The internal response was genuinely positive. When we shared the video with the entire organization, you could feel the shift. People started talking about our customers differently, with more appreciation for the challenges they solve and the communities they serve.

It became a reference point for company culture. Not in every conversation, but in the important ones where we needed to remember why our work mattered beyond just building software.

It attracted attention from people who shared similar values. While I can't draw a direct line to specific deals, the video resonated with prospects who were motivated by community impact rather than just technical capabilities.

It gave us a story that differentiated us in a crowded market. When everyone has similar platform features, having authentic customer stories that demonstrate your values becomes valuable competitive positioning.

The impact was real, but it accumulated quietly over time rather than generating immediate, measurable business results.

Try calculating the ROI on any of that.

When to Trust the Story Over the Spreadsheet

Not every marketing initiative should ignore traditional ROI calculations. But there are times when storytelling instincts matter more than immediate attribution metrics:

When your industry is deeply relationship-driven. Technical audiences especially value authenticity and shared mission over polished marketing messages.

When differentiation requires emotional connection. In crowded markets where everyone has similar capabilities, the emotional response to your brand story becomes the deciding factor.

When your team needs to understand why their work matters. Internal alignment and motivation often matter more for long-term success than external lead generation metrics.

When you're trying to attract customers who share your values. Value-aligned customers tend to be more loyal, more willing to provide referrals, and more patient during inevitable service challenges.

When you have the chance to capture something genuinely authentic. Authentic stories are rare and valuable. When you find one, the opportunity cost of not telling it often exceeds the opportunity cost of the resources required.

The key is knowing the difference between authentic storytelling and expensive brand theater. Authentic stories emerge from genuine customer impact and shared mission. Brand theater is what happens when you try to manufacture emotional connection without the underlying substance.
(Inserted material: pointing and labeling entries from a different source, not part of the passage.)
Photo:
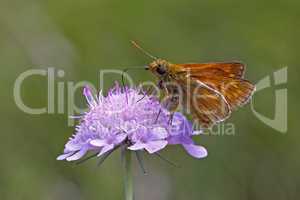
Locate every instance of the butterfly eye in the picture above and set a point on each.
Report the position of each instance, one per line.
(160, 70)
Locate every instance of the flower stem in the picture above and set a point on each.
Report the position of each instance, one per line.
(128, 179)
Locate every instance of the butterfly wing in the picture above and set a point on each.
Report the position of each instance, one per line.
(220, 86)
(204, 103)
(226, 69)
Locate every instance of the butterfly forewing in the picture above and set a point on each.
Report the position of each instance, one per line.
(219, 85)
(226, 69)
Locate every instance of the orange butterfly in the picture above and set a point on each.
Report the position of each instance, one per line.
(208, 91)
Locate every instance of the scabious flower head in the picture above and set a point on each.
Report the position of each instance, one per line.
(128, 117)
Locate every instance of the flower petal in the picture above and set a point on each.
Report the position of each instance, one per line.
(64, 156)
(155, 146)
(137, 146)
(195, 150)
(105, 149)
(120, 138)
(159, 133)
(77, 155)
(98, 143)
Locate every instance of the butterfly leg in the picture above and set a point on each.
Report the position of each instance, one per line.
(148, 92)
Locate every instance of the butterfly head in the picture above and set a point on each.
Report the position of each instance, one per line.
(159, 67)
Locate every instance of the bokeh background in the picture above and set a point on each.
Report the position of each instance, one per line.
(83, 37)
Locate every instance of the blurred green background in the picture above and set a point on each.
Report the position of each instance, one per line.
(82, 37)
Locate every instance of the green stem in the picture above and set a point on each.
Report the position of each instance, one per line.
(128, 179)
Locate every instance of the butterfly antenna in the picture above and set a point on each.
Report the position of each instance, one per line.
(143, 50)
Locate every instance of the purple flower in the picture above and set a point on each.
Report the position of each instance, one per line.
(128, 117)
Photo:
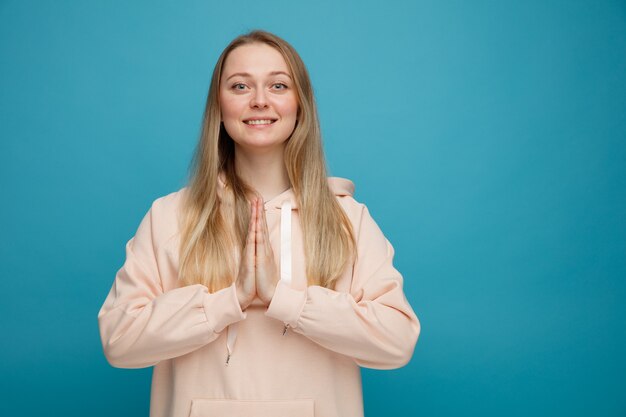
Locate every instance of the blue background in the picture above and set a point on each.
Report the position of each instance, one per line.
(486, 137)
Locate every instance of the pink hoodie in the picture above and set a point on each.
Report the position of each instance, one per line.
(299, 357)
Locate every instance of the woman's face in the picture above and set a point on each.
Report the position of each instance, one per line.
(257, 97)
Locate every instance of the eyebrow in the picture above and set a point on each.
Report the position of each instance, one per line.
(245, 74)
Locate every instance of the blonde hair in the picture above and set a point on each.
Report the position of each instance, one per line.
(214, 222)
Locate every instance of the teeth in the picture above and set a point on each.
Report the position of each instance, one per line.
(259, 122)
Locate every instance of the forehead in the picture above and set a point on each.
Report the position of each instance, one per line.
(255, 59)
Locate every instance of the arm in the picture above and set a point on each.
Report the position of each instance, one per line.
(374, 323)
(140, 324)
What This Means for B2B Marketing

The Fast Wireless story taught me that sometimes the most valuable marketing work can't be justified through traditional ROI frameworks, but it creates the foundation that makes all other marketing more effective.

Invest in understanding customer mission at a deeper level. The technical specifications matter, but the human impact of solving those technical challenges matters more for long-term relationship building.
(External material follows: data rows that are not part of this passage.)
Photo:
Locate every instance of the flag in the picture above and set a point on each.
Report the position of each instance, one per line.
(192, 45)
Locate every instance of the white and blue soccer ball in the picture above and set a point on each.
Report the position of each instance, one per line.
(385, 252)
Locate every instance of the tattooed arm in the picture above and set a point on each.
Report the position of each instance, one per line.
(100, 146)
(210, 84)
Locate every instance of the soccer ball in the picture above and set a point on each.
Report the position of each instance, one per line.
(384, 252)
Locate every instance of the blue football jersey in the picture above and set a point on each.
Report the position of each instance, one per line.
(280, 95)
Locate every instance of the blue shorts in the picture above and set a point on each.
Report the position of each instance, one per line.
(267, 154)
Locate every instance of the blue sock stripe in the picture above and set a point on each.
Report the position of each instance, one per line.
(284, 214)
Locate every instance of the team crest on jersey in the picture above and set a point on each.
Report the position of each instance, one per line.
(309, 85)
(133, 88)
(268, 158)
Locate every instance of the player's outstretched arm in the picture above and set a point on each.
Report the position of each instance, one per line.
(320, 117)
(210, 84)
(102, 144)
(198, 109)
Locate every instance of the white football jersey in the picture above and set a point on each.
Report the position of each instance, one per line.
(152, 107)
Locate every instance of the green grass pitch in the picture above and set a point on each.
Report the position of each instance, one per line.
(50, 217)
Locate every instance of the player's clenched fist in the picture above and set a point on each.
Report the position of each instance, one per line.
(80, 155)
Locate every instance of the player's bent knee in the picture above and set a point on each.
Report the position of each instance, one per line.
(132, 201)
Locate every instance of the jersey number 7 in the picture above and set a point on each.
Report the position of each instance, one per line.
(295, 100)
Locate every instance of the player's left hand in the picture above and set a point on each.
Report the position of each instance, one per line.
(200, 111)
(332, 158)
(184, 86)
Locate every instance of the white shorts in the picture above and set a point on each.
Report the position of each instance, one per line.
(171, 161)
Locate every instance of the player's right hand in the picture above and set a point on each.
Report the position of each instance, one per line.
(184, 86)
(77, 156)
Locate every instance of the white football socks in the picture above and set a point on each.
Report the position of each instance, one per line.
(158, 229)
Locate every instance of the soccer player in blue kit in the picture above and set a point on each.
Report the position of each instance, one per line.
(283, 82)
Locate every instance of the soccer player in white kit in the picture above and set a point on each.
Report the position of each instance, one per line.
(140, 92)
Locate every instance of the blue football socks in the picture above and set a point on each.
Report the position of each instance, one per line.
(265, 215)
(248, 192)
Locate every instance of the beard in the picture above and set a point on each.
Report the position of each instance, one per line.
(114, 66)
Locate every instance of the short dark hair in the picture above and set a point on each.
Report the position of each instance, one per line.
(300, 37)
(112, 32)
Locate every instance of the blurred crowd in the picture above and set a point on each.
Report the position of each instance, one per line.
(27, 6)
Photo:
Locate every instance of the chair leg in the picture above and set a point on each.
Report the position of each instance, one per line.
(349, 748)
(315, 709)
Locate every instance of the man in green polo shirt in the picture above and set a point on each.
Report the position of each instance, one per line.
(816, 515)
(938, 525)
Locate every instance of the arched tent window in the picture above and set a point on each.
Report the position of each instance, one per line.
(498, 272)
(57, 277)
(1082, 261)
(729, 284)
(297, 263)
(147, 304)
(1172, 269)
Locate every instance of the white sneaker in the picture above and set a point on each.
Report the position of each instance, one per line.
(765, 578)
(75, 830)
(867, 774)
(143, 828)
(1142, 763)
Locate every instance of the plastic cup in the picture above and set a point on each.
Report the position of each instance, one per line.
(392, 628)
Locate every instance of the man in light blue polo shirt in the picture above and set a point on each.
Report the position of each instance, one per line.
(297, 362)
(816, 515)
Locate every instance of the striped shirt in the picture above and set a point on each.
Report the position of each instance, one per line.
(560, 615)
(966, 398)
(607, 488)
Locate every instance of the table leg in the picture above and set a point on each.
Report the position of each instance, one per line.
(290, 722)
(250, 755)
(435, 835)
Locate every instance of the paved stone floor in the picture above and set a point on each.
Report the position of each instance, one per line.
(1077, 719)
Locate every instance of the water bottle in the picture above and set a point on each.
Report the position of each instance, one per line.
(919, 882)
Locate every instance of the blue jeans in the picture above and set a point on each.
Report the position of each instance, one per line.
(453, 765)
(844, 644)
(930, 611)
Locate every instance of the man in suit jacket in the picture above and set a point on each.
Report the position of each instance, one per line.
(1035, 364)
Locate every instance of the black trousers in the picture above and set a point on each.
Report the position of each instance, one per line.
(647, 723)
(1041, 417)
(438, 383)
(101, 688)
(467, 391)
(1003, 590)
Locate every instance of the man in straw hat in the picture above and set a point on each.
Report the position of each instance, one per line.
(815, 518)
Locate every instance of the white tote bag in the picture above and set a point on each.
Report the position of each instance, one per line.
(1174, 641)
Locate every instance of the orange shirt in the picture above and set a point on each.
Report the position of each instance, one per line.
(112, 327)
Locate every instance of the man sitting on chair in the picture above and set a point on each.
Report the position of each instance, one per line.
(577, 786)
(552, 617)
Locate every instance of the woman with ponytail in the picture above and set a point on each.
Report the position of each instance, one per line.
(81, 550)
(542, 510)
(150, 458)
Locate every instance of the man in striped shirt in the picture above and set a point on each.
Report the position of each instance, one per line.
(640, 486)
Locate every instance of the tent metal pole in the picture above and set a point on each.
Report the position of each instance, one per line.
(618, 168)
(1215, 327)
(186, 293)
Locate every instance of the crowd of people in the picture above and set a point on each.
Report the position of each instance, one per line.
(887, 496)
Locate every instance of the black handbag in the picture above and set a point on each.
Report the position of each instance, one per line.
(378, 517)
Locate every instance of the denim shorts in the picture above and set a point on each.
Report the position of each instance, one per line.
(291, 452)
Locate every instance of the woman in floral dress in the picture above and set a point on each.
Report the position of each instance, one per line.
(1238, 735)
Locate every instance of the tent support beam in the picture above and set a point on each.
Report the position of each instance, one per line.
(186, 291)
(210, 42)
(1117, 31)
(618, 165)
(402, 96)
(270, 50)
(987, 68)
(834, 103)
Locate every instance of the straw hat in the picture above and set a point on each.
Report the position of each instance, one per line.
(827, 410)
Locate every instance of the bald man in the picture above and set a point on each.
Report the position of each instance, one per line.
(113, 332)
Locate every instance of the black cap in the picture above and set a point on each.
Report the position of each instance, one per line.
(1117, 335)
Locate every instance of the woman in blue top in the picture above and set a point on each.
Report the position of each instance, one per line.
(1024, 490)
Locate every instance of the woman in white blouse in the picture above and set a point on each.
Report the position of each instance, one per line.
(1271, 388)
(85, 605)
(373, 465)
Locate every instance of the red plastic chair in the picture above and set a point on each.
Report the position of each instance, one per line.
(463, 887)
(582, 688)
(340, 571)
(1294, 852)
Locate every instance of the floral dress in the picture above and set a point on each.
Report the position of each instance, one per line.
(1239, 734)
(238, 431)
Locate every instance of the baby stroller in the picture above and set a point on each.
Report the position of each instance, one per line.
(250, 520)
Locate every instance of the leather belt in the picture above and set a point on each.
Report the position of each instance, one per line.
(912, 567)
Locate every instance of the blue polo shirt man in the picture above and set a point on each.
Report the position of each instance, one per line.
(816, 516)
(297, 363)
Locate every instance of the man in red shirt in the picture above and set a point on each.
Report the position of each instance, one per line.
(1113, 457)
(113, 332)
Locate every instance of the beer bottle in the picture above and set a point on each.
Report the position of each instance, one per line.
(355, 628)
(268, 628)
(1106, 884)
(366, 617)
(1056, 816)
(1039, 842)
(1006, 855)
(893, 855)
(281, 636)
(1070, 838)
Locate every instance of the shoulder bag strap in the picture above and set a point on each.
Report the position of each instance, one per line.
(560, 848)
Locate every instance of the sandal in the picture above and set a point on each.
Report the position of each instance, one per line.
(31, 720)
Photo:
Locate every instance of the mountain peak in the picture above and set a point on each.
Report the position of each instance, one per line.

Give your team permission to follow meaningful stories. Some of the best marketing content emerges from unexpected customer interactions that don't fit neatly into planned campaigns or target demographic profiles.

Measure emotional engagement alongside rational metrics. Track how content makes people feel, not just how they behave. Emotional investment often predicts long-term business relationships better than immediate conversion metrics.

Build internal alignment around customer impact. When your entire team understands and feels connected to customer success stories, every interaction becomes an extension of your marketing message.

The goal isn't to abandon ROI measurement. It's to recognize that some marketing value accumulates over time through trust, alignment, and authentic connection. Those benefits often exceed the immediate attribution metrics, but they require patience and faith in the power of authentic storytelling.

Sometimes the best marketing ROI comes from work that couldn't be justified through traditional ROI calculations in the first place.